Let $D$ be the unit disk centred at $0$.

Let $f : D \to \C$ be a holomorphic function.

Let $\map f 0 = 0$ and $\cmod {\map f z} \le 1$ for all $z \in D$.

Then $\cmod {\map {f'} 0} \le 1$, and $\cmod {\map f z} \le \cmod z$ for all $z \in D$.


Corollary

Let $D$ be the unit disk centred at $0$.

Let $f : D \to \C$ be a holomorphic function.

If:

$\cmod {\map f \omega} = \cmod \omega$ for some $\omega \in D \setminus \set 0$

or:

$\cmod {\map {f'} 0} = 1$

then $\map f z = a z$ for all $z \in D$ for some $a \in \C$ with $\cmod a = 1$.


Proof

Let $g : D \to \C$ be a complex function with:

$\map g z = \begin{cases}\frac {\map f z} z & z \ne 0 \\ \map {f'} 0 & z = 0\end{cases}$

By Schwarz's Lemma: Lemma, $g$ is holomorphic on $D$.

Let $r$ be a real number with $0 < r < 1$.

Let $C_r$ be the closed disk of radius $r$ centred at $0$.

Since $C_r$ is compact, by Continuous Function on Compact Space is Bounded, $g$ attains its maximum on $C_r$.

Let $\alpha \in C_r$ be a point where this maximum is attained.

If $g$ is constant, then we can pick $\alpha$ to be any point on $C_r$.

If $g$ is non-constant, then by the maximum modulus principle, $\alpha$ necessarily lies on the boundary of $C_r$.

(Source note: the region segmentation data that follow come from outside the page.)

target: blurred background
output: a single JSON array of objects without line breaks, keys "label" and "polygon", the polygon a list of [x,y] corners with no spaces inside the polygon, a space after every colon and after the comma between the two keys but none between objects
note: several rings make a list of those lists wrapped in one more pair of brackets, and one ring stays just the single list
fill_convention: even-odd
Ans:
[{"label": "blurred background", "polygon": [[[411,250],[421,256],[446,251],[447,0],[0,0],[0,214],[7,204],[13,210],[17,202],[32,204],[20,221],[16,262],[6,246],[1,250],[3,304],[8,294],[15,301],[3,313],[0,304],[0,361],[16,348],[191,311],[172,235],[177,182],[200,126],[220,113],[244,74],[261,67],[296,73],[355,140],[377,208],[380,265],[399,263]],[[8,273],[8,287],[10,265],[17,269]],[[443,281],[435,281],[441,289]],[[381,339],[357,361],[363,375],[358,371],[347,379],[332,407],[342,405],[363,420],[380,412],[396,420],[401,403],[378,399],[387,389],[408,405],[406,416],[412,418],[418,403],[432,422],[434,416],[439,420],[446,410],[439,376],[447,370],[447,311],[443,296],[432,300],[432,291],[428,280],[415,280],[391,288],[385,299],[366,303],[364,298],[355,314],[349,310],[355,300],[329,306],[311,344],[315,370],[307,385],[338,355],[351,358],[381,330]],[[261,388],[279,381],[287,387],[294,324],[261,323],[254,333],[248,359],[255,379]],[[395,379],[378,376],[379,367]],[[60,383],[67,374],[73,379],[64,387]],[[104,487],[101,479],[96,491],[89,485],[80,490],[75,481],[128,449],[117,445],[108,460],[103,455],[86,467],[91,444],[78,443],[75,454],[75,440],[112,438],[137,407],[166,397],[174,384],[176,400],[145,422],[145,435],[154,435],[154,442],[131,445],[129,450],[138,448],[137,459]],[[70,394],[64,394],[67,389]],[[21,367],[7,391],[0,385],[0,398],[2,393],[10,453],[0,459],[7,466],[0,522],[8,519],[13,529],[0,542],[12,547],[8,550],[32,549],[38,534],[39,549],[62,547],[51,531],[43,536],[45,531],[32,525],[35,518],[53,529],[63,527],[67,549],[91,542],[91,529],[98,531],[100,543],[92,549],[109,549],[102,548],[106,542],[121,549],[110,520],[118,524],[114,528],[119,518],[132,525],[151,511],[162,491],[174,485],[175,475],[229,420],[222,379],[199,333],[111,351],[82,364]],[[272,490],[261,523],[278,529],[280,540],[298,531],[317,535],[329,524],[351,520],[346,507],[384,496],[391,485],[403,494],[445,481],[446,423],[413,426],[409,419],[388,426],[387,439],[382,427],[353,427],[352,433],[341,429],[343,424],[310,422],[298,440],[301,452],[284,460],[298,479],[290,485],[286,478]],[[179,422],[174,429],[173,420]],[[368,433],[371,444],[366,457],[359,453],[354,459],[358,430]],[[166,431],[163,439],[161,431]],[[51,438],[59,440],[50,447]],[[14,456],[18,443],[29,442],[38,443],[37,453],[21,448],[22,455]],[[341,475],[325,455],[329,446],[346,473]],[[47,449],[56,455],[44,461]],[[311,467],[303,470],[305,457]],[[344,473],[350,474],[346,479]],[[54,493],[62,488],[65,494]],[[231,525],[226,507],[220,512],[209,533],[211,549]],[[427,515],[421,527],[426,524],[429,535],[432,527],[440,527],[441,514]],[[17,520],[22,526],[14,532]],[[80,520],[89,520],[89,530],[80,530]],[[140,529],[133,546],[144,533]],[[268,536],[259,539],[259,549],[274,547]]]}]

That is, $\cmod \alpha = r$ if $g$ is non-constant.

If $g$ is constant, pick $\alpha$ such that $\cmod \alpha = r$ to avoid splitting into cases.

With that, for all $z \in C_r$ we have:

$\cmod {\map g z} \le \cmod {\map g \alpha}$

Since $0$ lies in the interior of $C_r$, we must have $\alpha \ne 0$, so:

\(\displaystyle \cmod {\map g \alpha}\) \(=\) \(\displaystyle \cmod {\frac {\map f \alpha} \alpha}\)
\(\displaystyle \) \(=\) \(\displaystyle \frac {\cmod {\map f \alpha} } {\cmod \alpha}\)
\(\displaystyle \) \(\le\) \(\displaystyle \frac 1 r\) since $\cmod {\map f z} \le 1$ on $D$, and $\cmod \alpha = r$

So, for all $z \in C_r$ we have:

$\cmod {\map g z} \le \dfrac 1 r$

Suppose, aiming for a contradiction, that there exists $\omega \in D$ with:

$\cmod \omega < 1$
$\cmod {\map g \omega} = 1 + \varepsilon > 1$

Note that we then have:

$0 < \dfrac 1 {1 + \varepsilon} < 1$

Note that on $C_R$ with $R > \map \max {\dfrac 1 {1 + \varepsilon}, \cmod \omega}$, we should have:

$\cmod {\map g z} \le \dfrac 1 R < 1 + \varepsilon$

However, we have $\omega \in C_R$ and:

$\cmod {\map g \omega} = 1 + \varepsilon$

a contradiction.

So, it must be the case that:

$\cmod {\map g z} \le 1$

for all $z \in D$.

We have:

$\cmod {\map {f'} 0} = \cmod {\map g 0} \le 1$

Note that:

$\cmod {\map f 0} = 0$

so certainly:

$\cmod {\map f z} \le \cmod z$

for $z = 0$.

Take $z \in D \setminus \set 0$, from:

$\cmod {\map g z} \le 1$

we have:

$\cmod {\dfrac {\map f z} z} \le 1$

that is:

$\cmod {\map f z} \le \cmod z$

hence the result.

$\blacksquare$


Source of Name

This entry was named for Karl Hermann Amandus Schwarz.